22609 A Social History of the Poet in the Arab and Islamic World

(HIST 22609,NEHC 20745)

What constitutes a poet? What role does a poet play in society? Can we think of poets as agents of change? If so, in what capacity? This course asks the student to consider the role of the poet in the shaping of Islamic history. The course traces the changing role of the poet and of poetry in Islamic history with a focus on Arabic poetry (in translation) in the early modern and modern Middle East and North Africa. From early modern mystical poets, to modern Arab nationalist poets, to the street poets of the Arab Spring, the course investigates the role and function of the poet as an agent of change and of poetry as a catalyst for the formation of collective identity. To do this the course also explores the variety of mediums through which poetry was transmitted and remembered. We will thus consider the role of orality, aurality, and memory in the creation, preservation, and transmission of poetry in the early modern and modern Arabic-speaking world.

2017-2018 Spring

23810 Spanish Cinema-Basque Cinema

(BASQ 24710,SPAN 24716)

This course explores Basque cinema from its beginnings to our days while also reviewing Spanish cinema from a Basque point of view.

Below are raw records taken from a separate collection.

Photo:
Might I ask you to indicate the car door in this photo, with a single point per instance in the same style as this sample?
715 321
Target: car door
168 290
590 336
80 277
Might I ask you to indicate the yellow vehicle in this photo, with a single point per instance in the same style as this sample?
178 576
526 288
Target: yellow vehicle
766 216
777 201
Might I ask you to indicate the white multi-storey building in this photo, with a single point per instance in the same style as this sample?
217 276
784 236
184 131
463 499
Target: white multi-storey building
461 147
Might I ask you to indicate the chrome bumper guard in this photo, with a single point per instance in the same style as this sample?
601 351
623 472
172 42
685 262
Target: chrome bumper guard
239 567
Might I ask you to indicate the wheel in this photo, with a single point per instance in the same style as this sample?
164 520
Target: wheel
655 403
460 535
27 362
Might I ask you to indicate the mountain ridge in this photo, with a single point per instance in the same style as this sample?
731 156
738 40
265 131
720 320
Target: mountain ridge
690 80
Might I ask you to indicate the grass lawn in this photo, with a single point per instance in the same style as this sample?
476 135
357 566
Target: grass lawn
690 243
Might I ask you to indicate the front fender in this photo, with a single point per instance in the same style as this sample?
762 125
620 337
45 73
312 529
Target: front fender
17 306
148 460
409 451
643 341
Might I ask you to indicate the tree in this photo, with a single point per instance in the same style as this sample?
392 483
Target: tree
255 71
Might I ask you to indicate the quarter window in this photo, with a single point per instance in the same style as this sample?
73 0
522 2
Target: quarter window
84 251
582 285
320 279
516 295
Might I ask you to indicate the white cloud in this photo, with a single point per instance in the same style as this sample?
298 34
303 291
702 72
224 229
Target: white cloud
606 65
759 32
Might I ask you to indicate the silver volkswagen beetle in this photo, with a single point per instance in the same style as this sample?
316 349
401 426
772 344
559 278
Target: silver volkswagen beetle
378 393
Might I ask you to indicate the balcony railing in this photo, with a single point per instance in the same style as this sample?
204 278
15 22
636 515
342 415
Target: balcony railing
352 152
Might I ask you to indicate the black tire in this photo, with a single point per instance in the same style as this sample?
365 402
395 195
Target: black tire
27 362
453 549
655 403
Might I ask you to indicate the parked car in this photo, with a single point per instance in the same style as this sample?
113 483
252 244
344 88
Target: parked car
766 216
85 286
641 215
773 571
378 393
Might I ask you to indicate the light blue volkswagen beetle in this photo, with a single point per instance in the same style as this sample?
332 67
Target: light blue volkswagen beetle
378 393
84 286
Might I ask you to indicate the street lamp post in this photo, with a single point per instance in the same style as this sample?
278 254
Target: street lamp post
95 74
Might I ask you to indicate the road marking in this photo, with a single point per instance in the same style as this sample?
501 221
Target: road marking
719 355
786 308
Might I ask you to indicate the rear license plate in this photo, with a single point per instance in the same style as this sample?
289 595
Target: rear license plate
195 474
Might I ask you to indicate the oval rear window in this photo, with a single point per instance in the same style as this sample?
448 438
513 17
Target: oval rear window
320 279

Among other topics, the course will explore the nationalist imaginary and its influence in film, the centrality of gender (and motherly) representations in Basque cinema, Basque films' recent tendency to become Spanish blockbusters outselling Hollywood, and allusions to the Basque Country in Spanish cinema.

2017-2018 Spring

27701/37701 Imaginary Worlds: The Fantastic and Magic Realism in Russia and Southeastern Europe

(REES 39018,REES 29018)

In this course, we will ask what constitutes the fantastic and magic realism as literary genres while reading some of the most interesting writings to have come out of Russia and Southeastern Europe. While considering the stylistic and narrative specificities of this narrative mode, we also think about its political functions -from subversive to escapist, to supportive of a nationalist imaginary-in different contexts and at different historic moments in the two regions.

2017-2018 Spring

38810 Empire, Slavery & Salvation: Writing Diff. in Colonial Americas

(LACS 38810,SPAN 38810)

This course explores portrayals of human difference in literature, travel writing, painting, and autobiography from Spain, England, and the Americas. Students will become versed in debates surrounding the emergence of human distinctions based on religion, race, and ethnicity in the early modern era. Understanding these debates and the history surrounding them is crucial to participating in informed discussion, research, and activism regarding issues of race, empire, and colonialism across time and space.